For decades, “Palestinian self-determination” has being utilized to threaten Israeli self-determination. The PLO has often repeated that Oslo is part of the “plan of stages” by which all of Palestine, including all of Israel, will be liberated in stages. The Arab states have been even less reticent about promoting the ultimate goal of dismantling Israel. If the Arabs ever get their way and get to carry out a second Holocaust against Jews, it too will be in the name of protesting “abuses” of “human rights” and the need for self-determination for “Palestinians. But the ruse of Arab fascists and their fellow travelers is not new.

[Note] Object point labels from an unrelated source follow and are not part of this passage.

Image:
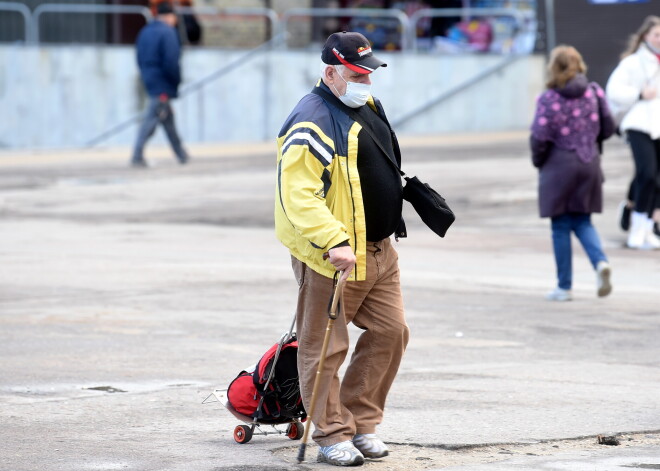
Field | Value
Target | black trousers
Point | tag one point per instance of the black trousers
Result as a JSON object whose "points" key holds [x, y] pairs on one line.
{"points": [[646, 153]]}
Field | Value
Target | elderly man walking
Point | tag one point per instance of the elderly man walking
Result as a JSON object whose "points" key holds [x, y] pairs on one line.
{"points": [[338, 202], [158, 54]]}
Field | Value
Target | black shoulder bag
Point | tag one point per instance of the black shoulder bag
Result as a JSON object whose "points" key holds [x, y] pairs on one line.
{"points": [[429, 205]]}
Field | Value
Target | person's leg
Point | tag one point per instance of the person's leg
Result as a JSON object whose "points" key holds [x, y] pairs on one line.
{"points": [[588, 237], [379, 349], [332, 421], [167, 118], [147, 129], [561, 244], [646, 168]]}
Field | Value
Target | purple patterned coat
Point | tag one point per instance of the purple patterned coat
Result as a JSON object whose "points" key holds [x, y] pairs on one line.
{"points": [[564, 148]]}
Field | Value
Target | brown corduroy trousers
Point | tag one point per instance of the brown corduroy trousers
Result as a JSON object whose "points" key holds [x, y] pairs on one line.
{"points": [[355, 404]]}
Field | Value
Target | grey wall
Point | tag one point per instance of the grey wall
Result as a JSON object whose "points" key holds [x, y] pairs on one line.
{"points": [[65, 96]]}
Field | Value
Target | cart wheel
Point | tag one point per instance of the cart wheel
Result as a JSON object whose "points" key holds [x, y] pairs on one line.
{"points": [[295, 430], [242, 434]]}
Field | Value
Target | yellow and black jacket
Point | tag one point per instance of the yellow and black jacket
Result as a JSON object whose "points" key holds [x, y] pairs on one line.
{"points": [[318, 200]]}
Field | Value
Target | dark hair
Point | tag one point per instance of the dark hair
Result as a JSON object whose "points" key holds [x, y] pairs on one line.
{"points": [[636, 39], [564, 64]]}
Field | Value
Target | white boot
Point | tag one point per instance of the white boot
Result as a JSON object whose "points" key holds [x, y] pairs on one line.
{"points": [[651, 241], [638, 228]]}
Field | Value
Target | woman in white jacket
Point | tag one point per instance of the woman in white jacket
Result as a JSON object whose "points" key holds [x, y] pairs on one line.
{"points": [[634, 89]]}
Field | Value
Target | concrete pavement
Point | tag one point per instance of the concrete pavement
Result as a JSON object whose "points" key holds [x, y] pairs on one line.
{"points": [[127, 295]]}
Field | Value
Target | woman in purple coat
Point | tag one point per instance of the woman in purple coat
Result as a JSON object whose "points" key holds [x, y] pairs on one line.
{"points": [[572, 119]]}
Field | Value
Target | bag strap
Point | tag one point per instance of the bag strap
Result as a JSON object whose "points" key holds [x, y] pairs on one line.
{"points": [[356, 117]]}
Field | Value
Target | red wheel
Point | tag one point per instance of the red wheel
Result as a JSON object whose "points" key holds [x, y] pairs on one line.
{"points": [[295, 431], [242, 434]]}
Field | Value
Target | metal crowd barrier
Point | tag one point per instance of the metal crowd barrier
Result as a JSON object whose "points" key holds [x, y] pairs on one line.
{"points": [[277, 25], [24, 11], [83, 8], [466, 14], [398, 15]]}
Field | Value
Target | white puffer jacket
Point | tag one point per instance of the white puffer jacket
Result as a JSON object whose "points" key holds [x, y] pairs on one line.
{"points": [[624, 87]]}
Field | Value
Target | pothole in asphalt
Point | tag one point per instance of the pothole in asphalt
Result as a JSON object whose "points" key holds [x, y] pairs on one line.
{"points": [[411, 457], [642, 466], [108, 389]]}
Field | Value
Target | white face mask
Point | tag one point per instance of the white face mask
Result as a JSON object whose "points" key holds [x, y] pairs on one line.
{"points": [[356, 94]]}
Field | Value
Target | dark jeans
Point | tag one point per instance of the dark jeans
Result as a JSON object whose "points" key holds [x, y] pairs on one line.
{"points": [[562, 226], [158, 112], [646, 153]]}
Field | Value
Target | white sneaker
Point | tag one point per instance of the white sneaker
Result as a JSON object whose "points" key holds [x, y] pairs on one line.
{"points": [[603, 273], [341, 454], [651, 240], [559, 294], [370, 445], [637, 234]]}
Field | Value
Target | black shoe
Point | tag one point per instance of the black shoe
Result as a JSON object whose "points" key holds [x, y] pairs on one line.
{"points": [[139, 164], [624, 216]]}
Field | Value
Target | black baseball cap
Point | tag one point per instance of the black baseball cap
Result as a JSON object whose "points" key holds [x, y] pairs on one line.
{"points": [[352, 50], [163, 8]]}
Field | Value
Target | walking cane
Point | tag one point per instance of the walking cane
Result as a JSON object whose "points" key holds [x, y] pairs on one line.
{"points": [[332, 315]]}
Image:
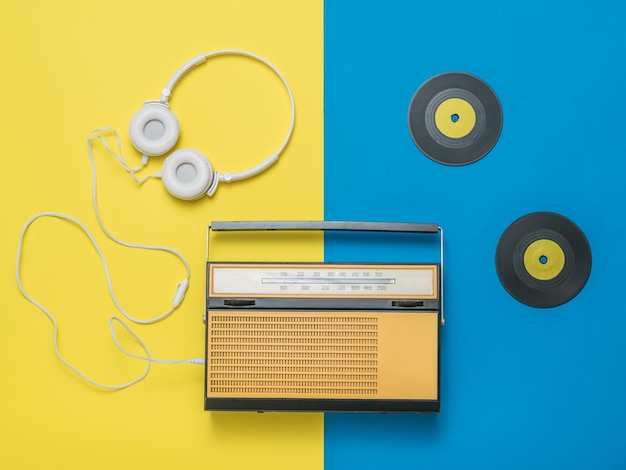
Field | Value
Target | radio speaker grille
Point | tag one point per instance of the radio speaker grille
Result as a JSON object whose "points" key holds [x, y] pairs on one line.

Westerners seem unable to imagine that any form of self-determination is morally or politically objectionable or ethically deniable; therefore, they tend to receive the self-determination argument with understanding and approval. Ever since Woodrow Wilson devised the term, Westerners have tended to give “self-determination” the benefit of every doubt, even though many of the most horrific conflicts on the planet have been fought in the name of just this “self-determination.” The Arabs already have 22 states. More than any other ethnic group on earth. They deserve no more.
The West must recognize that any form of “Palestinian self-determination” will result in a major escalation of Arab aggression and terror, seeking a new genocide of Jews.